More than eight thousand prisoners were taken at Yorktown, of whom close to 15 percent were Germans. Roughly five hundred men who had soldiered under Cornwallis were not among the prisoners. According to the surrender terms, Cornwallis had been permitted to dispatch one vessel to New York, a ship that was supposed to carry only letters from the soldiers. Cornwallis cheated. Not entirely unexpectedly, he loaded the ship with his Loyalist soldiers and a few Continental army deserters.

No one knows how many African Americans had come to Yorktown with Cornwallis. Upwards of ten thousand slaves in Virginia had fled to the British army, almost all during 1780 and 1781. The runaways had died in droves, mostly of smallpox and typhoid fever. It is possible that some, though no one knows how many, may have had the good fortune to have been shipped to New York or Charleston prior to the siege. Many who came to Yorktown with Cornwallis perished in the course of the siege, mostly from diseases, though some were victims of the Allied shelling.

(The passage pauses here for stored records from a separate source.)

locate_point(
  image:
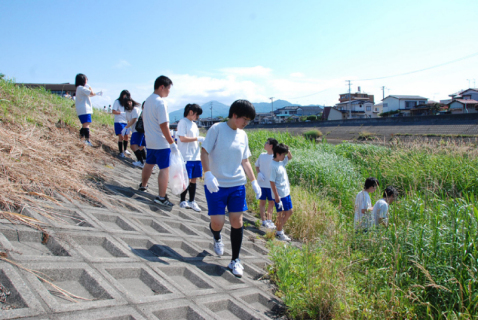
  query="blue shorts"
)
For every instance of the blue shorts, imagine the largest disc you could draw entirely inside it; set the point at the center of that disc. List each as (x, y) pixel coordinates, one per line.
(234, 198)
(138, 139)
(266, 194)
(159, 157)
(286, 202)
(119, 127)
(85, 118)
(194, 169)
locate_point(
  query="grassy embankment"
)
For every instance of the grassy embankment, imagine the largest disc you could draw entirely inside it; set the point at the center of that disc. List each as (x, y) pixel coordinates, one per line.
(423, 266)
(40, 153)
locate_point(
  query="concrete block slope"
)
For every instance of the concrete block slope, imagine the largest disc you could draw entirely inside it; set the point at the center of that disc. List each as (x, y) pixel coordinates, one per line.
(133, 260)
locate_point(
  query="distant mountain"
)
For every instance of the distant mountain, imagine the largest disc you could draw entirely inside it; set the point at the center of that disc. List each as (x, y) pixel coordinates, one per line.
(222, 110)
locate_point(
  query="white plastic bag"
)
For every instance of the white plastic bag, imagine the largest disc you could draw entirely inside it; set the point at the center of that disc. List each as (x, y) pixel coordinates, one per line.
(178, 175)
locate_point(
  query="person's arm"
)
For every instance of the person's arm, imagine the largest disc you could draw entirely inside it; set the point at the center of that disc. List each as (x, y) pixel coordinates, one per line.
(248, 169)
(205, 160)
(274, 190)
(187, 139)
(165, 130)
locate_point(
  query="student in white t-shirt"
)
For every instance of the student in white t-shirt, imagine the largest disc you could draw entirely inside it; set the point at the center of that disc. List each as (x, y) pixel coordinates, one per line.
(363, 204)
(121, 122)
(132, 113)
(280, 187)
(158, 139)
(84, 109)
(263, 169)
(380, 209)
(225, 158)
(188, 144)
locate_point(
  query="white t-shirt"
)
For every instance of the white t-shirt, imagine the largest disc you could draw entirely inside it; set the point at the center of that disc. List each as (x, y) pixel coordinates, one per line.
(227, 148)
(380, 210)
(133, 114)
(155, 112)
(189, 150)
(82, 101)
(278, 175)
(264, 165)
(362, 201)
(119, 118)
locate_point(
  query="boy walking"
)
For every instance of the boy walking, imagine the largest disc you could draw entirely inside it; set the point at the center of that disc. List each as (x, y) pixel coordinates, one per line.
(380, 209)
(279, 182)
(188, 144)
(363, 204)
(158, 139)
(224, 157)
(263, 169)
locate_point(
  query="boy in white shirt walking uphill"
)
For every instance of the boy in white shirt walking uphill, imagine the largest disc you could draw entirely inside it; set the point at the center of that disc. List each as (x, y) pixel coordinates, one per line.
(263, 169)
(363, 204)
(380, 209)
(280, 187)
(188, 145)
(158, 139)
(224, 157)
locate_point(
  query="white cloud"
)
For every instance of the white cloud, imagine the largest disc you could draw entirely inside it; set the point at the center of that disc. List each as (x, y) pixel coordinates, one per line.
(257, 71)
(122, 64)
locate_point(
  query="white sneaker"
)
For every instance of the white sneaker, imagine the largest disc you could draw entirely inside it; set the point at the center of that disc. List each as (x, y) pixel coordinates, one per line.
(282, 237)
(184, 204)
(236, 267)
(193, 205)
(219, 247)
(137, 164)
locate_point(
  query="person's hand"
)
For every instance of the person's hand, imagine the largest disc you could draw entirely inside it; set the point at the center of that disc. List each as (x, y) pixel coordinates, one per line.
(257, 189)
(211, 182)
(174, 148)
(261, 176)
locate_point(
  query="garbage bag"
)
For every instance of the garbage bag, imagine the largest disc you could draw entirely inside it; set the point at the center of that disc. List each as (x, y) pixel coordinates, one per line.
(178, 175)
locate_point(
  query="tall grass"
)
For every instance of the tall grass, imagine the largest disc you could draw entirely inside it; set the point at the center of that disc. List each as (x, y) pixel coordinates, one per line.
(423, 266)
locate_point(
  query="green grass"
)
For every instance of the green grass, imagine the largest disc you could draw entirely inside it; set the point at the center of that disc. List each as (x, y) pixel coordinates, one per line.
(423, 266)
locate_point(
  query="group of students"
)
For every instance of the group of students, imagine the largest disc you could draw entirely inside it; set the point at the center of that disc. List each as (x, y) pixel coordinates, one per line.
(367, 217)
(223, 156)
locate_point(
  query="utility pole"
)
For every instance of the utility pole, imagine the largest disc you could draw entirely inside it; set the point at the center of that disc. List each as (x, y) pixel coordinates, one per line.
(272, 107)
(350, 99)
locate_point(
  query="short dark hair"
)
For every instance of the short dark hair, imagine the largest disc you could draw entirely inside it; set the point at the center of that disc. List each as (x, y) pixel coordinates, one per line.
(390, 191)
(162, 81)
(273, 142)
(195, 108)
(80, 80)
(242, 108)
(124, 96)
(280, 149)
(371, 182)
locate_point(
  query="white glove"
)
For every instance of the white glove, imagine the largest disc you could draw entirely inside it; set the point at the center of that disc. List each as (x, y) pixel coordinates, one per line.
(261, 176)
(174, 148)
(257, 189)
(280, 205)
(211, 182)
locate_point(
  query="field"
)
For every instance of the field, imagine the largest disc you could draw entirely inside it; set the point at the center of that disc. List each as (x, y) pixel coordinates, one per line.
(423, 266)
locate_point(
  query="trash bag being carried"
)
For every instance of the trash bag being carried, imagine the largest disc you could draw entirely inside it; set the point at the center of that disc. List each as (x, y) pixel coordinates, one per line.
(178, 175)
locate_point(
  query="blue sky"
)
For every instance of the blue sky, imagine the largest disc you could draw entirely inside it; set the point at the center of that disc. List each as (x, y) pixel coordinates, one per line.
(224, 50)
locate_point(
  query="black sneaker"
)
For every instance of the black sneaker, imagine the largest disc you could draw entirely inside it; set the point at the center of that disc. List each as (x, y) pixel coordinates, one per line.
(164, 202)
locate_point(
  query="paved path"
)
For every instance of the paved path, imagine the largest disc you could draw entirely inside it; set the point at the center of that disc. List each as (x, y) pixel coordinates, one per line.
(137, 261)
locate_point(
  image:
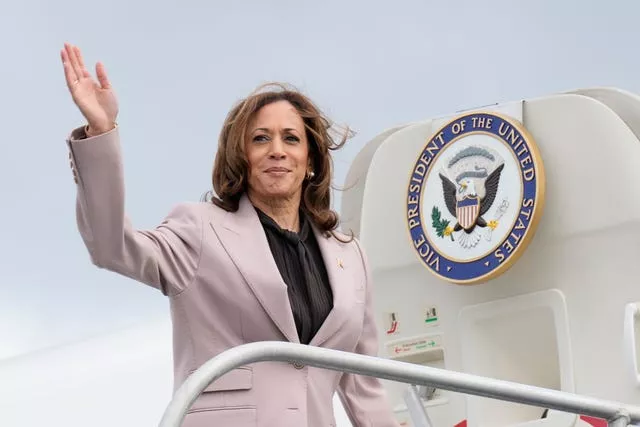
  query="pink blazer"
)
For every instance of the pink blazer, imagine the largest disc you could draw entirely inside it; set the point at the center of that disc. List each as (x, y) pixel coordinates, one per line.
(225, 290)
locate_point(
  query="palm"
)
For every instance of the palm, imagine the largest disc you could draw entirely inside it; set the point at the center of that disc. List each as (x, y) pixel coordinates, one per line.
(95, 99)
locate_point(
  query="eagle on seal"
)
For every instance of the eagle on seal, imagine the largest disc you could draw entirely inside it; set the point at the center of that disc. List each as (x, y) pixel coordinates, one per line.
(469, 208)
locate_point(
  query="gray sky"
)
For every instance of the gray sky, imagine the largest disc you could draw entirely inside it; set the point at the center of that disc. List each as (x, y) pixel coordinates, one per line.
(178, 68)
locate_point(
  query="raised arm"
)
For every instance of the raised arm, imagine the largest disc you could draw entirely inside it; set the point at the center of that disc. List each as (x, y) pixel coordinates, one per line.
(166, 257)
(363, 397)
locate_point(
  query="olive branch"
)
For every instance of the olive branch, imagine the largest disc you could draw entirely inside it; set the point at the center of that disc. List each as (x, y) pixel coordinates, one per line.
(441, 225)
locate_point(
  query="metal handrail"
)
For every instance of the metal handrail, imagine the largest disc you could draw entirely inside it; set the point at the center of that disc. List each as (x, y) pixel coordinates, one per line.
(617, 414)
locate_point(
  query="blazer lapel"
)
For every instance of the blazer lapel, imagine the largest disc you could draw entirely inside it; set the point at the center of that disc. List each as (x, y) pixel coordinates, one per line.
(243, 238)
(332, 254)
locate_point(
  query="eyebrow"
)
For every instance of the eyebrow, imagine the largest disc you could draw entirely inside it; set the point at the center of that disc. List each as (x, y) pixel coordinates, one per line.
(285, 129)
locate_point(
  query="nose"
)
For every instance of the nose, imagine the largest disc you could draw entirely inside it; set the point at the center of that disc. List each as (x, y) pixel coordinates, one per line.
(277, 149)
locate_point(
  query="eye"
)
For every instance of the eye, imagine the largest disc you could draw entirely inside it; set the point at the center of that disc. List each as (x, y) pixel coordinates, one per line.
(292, 138)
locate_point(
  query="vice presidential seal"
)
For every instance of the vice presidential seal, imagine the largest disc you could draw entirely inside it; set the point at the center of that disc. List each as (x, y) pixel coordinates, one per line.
(475, 197)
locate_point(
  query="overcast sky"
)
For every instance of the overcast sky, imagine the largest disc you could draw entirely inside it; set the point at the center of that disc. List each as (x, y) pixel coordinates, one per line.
(177, 67)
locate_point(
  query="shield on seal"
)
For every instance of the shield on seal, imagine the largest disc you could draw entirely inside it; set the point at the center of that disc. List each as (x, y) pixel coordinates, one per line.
(467, 211)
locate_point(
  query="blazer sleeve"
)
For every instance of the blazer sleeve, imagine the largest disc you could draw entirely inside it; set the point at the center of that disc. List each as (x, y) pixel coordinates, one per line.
(363, 397)
(165, 257)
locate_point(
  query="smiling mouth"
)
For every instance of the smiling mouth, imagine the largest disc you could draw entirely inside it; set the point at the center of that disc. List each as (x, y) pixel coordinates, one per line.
(277, 170)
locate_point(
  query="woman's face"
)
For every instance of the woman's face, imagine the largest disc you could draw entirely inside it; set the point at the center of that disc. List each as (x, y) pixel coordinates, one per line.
(278, 152)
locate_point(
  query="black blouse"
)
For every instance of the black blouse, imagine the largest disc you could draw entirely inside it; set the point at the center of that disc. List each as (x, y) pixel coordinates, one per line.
(300, 263)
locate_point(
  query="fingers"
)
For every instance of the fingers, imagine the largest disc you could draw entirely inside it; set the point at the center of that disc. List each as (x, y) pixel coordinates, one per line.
(83, 70)
(101, 73)
(69, 72)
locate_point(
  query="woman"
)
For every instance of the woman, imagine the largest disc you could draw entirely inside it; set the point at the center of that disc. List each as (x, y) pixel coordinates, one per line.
(261, 262)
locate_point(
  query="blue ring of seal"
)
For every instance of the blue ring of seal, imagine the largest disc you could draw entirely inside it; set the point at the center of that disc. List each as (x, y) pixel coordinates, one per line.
(469, 271)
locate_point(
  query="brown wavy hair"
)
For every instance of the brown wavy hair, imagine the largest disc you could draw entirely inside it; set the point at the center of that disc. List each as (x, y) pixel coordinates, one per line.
(230, 168)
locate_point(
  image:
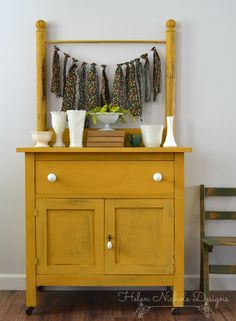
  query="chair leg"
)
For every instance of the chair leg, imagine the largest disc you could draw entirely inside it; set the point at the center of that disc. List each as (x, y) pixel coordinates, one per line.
(201, 268)
(206, 271)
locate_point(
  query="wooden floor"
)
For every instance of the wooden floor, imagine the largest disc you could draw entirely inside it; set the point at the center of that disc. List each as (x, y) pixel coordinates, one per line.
(104, 306)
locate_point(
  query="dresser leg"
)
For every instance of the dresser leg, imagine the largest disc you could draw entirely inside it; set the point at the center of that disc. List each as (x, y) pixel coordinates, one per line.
(178, 292)
(31, 296)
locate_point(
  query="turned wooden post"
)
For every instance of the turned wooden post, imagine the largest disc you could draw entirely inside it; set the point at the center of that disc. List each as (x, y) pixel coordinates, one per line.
(170, 70)
(41, 74)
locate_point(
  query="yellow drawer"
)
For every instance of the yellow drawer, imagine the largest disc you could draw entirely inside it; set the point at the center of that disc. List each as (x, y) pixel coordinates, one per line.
(105, 177)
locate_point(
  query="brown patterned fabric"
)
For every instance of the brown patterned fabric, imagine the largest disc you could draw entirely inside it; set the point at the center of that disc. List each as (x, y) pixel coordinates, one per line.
(138, 68)
(66, 56)
(92, 87)
(147, 78)
(119, 97)
(56, 73)
(82, 83)
(156, 74)
(70, 88)
(134, 105)
(105, 93)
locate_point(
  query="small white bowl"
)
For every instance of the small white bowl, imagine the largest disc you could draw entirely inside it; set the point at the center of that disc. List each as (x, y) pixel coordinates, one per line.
(41, 138)
(107, 119)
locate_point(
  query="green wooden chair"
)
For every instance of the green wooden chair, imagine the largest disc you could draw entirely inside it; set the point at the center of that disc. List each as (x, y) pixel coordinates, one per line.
(208, 242)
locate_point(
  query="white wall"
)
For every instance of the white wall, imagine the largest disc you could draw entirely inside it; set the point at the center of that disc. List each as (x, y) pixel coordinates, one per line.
(206, 109)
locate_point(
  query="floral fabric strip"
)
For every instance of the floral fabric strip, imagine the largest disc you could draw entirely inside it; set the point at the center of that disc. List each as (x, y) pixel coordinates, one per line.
(134, 105)
(139, 77)
(92, 87)
(156, 74)
(82, 83)
(66, 56)
(70, 88)
(56, 73)
(119, 89)
(147, 78)
(105, 93)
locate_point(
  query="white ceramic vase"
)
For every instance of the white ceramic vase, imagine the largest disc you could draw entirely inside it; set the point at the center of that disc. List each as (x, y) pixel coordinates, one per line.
(152, 135)
(170, 140)
(76, 119)
(58, 124)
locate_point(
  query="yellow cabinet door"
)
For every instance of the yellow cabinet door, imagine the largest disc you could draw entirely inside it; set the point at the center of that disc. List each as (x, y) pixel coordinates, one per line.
(70, 236)
(141, 233)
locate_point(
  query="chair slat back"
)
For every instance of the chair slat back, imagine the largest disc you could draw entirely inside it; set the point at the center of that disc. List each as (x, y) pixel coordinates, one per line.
(214, 215)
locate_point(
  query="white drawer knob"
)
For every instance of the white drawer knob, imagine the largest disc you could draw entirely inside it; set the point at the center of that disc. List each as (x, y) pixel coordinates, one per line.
(52, 178)
(109, 243)
(157, 177)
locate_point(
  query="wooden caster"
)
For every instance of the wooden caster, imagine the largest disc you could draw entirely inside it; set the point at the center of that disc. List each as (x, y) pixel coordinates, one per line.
(29, 310)
(175, 311)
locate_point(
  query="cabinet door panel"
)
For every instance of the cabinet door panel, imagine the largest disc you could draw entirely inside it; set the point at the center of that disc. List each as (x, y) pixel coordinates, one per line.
(142, 236)
(70, 236)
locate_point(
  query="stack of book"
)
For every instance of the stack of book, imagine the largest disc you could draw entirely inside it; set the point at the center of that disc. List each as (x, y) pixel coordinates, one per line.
(99, 138)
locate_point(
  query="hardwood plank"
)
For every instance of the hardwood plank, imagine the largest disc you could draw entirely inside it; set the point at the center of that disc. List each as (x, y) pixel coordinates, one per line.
(105, 306)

The victors who entered the rubble-strewn remains of Yorktown found corpses “all over the place,” including the bodies of “an immense number of Negroes” who had died “in the most miserable manner” from smallpox. Meanwhile, many soldiers, hot for booty, were hired by local slave owners to scour the area in search of their runaway chattel. Some Continental army officers joined the search, looking for African Americans they had once owned. General Washington was one who spent some time combing the countryside. He found two of his slaves who had escaped in the raid of the HMS Savage. He sent them back to Mount Vernon and a lifetime of servitude.

In this hour of triumph for a revolution waged for life, liberty, and the pursuit of happiness, Washington also found the time to congratulate his army on the victory that had brought “Joy” to “every Breast.”